The Prime Minister has always put his pro-European instincts a poor second to his desire to win elections. It works: recently, he has seen that Rupert Murdoch's Sun will continue to shine on Labour at the election because of the referendum pledge.

The great salesman has sold Britain to its European partners and, against the odds, secured real influence in the EU without joining the euro. But he has missed an historic opportunity to sell Europe to wary Britons, one of his key goals in 1997.

Too often, Mr Blair has put off the battle to another day. Wednesday's Commons debate on the Bill allowing the referendum was a low-key affair. MPs knew the real fight would not start until after the election.

But you would be surprised just how much thinking time our leading politicians devote to Europe despite the frenetic pre-election activity. The referendum stalks them like a fast-moving shadow. It is the next war and its consequences for them could be more profound than the election.

For Mr Blair, the danger is that it will offer voters a chance to kick him in the pants without removing a Labour government, a box many people would tick if it were available at the election. He has promised to stand down before the following election, so a referendum defeat would put him under enormous pressure to resign.

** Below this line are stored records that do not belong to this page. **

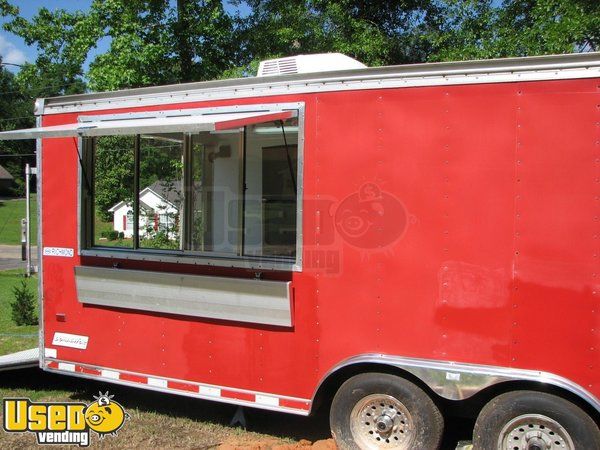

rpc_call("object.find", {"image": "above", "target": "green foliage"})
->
[0,58,35,197]
[94,136,134,222]
[428,0,600,61]
[10,280,38,326]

Should, some Blair aides wonder, Mr Blair make clear in advance that defeat would not be a resigning matter, thus removing the incentive for voters to make it a referendum on him? Conversely, other advisers ask whether he should declare that he would stand down whatever the result. If he won, he would go out with a bang and the people might even play along.

This would certainly get Gordon Brown on board - the other problem exercising the Blairites, who know that anything less than his 100 per cent support could scupper the Yes campaign. The Chancellor is no longer interested in private deals about the succession. But if Mr Blair had said publicly he would depart after the referendum, he couldn't go back on his word.

The problem is that a re-energised Mr Blair intends to stay longer. He has pencilled in the referendum for May or June next year and rejected Jack Straw's preferred March date, believing it would not provide enough time to turn round public opinion. The Prime Minister now sees securing a permanent transformation in public services as his top third-term priority, which might well take three years rather than one. Europe would again take second place.

Instead, the Blair camp hopes to appeal to Mr Brown's self-interest. "If he took over after a referendum defeat, he would head a broken-backed government," one Blair ally told me. "There would be a crisis in the EU, no time for domestic policies, the Tories would be rejuvenated and Labour seen as on the way out."

Senior officials at the Foreign Office, and even at the more sceptical Treasury, fear a No vote would send Britain towards the exit just when the EU was moving in our direction after rejecting the path marked superstate and opening its doors to eastern Europe. Mandarins fear Britain would become like Norway, a member of the single-market club with no influence whatsoever over its rules.

Pro-Europeans will be accused of scaremongering when they paint such scenarios. Mind you, the Eurosceptic-dominated press has been scaring us about the EU for years. The trump card in the Europhiles' hand is that the consequences of a Yes vote are less scary than a No one. To win, they will need to present the choice as between a benign status quo and a leap in the dark, as Mr Straw began to do this week. The No camp will find it harder to answer the "what happens if you win?" question.

Can the referendum be won? I think it was a mistake to call it and there is a mountain to climb. The Murdoch papers and most others will turn on Mr Blair with a vengeance not seen since they crucified Neil Kinnock. But there is a ray of hope that the "leap into the unknown" argument might just work, and two recent opinion polls have suggested that public opinion is much less hostile to the constitution than previously thought.

To win, Mr Blair will have to make Europe his number one priority immediately after the election. The battle can be postponed no longer. If it is, that now docile European dog will rise from his slumbers, chase Mr Blair and inflict a huge, and possibly fatal, bite.